U.S. consumers have made the credit card their favorite online and face-to-face spending method, with 31.5% using it online and 40% choosing it for in-store transactions last year, according to the Worldpay Global Payments Report 2018.

Released late last week, the report also found that debit cards and digital wallets, at 20% each, were the second most popular online payment methods. In stores, 35% of U.S. consumers preferred debit cards, with 16% choosing cash.

But both credit and debit cards, for online use, appear to be declining in popularity, Worldpay says. Credit cards are on track to lose 7.8 percentage points over the next five years, reaching 23.7% of the market by 2022. Debit card use will fall from 20% to 18.5% in the same time period.

Digital wallets, however, appear to be gaining more favor with consumers. Worldpay says their use is increasing at a 25% annual rate. “Currently 20.9% of the market, eWallets are on track to overtake credit cards as the popular online payment method in 2020, at which point they will make up 29.1% of the market,” Worldpay says. By 2022, digital-wallet payments, which includes services like Masterpass, Visa Checkout, and PayPal, will comprise 40.5% of the online market. Even in-store use of digital wallets is growing at what Worldpay says is a 33% annual rate.

Among other insights, Worldpay forecasts that mobile commerce will overtake desktop online commerce globally by 2023. In the United States, m-commerce is the fastest-growing sales channel at 15%, while desktop sales are growing at a 6% annual rate.

“The mobile phone is the central disruptive figure in many industries,” Worldpay notes in the report. “Yet ‘mobile’ is often thought of as simply another channel. Even more profound, the mobile phone serves as a revolutionary catalyst, freeing all commerce from any conception of channel. What the mobile phone started is now spilling over virtually everywhere.”

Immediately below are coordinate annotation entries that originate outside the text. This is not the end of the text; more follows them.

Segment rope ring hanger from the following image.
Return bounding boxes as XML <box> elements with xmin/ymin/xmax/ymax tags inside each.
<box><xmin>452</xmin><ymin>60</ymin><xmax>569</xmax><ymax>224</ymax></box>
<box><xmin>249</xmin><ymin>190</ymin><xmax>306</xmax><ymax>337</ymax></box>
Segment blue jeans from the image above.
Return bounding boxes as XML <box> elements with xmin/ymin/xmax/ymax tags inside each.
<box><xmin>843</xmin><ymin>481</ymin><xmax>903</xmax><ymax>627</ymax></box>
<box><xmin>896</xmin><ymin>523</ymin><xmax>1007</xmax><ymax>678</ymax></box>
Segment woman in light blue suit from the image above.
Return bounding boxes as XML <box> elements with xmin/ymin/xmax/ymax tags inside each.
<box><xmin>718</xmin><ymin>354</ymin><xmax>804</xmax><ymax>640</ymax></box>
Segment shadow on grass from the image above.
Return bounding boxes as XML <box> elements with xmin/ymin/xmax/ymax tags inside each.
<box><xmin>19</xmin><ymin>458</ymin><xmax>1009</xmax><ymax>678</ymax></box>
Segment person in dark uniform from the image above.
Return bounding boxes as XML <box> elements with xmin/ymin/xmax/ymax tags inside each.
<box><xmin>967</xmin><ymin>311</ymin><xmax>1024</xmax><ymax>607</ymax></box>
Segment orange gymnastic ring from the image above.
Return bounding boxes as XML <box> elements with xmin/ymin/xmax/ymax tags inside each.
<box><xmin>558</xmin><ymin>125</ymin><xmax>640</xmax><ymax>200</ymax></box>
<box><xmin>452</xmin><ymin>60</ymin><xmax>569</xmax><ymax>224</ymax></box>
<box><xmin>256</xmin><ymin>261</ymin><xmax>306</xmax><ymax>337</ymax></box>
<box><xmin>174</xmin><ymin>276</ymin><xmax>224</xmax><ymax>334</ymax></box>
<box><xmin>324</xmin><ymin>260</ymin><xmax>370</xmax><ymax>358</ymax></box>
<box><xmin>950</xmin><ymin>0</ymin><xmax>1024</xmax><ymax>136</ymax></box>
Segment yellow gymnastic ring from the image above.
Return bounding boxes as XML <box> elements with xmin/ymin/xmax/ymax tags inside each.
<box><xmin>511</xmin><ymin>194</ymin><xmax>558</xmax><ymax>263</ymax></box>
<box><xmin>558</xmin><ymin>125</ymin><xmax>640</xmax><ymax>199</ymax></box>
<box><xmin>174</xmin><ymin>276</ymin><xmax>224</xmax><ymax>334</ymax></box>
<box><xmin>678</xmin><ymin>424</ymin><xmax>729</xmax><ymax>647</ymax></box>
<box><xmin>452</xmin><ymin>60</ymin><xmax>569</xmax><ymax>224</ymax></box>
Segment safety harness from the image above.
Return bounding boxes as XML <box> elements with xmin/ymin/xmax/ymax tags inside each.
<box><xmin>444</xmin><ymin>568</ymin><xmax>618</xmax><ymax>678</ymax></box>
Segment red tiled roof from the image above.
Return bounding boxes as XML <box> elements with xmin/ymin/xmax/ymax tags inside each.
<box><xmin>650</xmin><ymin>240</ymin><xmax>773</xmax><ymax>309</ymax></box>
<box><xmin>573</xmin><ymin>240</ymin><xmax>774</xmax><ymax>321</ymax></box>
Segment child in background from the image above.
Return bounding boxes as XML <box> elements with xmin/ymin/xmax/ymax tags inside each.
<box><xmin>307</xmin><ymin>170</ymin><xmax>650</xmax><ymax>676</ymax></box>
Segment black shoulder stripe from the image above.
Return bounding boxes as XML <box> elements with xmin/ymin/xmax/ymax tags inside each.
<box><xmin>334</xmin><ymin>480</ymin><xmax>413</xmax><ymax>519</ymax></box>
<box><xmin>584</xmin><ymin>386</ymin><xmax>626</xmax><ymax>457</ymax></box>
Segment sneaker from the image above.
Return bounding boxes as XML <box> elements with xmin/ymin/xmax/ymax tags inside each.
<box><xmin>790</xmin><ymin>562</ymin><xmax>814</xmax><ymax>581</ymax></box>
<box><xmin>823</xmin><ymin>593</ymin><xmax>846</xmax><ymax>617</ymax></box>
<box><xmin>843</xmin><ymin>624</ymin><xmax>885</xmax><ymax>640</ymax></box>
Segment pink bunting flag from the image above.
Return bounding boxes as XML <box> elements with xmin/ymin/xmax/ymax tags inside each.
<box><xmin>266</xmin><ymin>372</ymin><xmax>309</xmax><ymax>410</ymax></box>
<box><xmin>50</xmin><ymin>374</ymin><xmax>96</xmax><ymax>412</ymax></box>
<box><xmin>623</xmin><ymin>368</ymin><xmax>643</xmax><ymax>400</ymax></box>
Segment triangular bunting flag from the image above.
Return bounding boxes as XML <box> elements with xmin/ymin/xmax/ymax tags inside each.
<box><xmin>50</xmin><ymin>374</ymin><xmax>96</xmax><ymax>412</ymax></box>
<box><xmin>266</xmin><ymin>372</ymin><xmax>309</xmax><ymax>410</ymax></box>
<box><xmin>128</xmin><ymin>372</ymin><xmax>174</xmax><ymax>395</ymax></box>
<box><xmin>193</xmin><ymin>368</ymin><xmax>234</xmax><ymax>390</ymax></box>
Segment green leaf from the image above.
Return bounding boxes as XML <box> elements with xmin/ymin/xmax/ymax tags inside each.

“U.S. consumers are turning from their desktop to their phones to make purchases,” Casey Bullock, Worldpay general manager for North America Global Enterprise e-Commerce, said in a press release. “Merchants must find ways to optimize their mobile payment and shopping experiences, whether through their mobile app, mobile wallet, or an improved mobile checkout.”

U.S. e-commerce sales account for 9.8% of all retail sales as of the third quarter, says the U.S. Census Bureau in its quarterly retail e-commerce sales report. That’s up from 9% in the 2017 third quarter.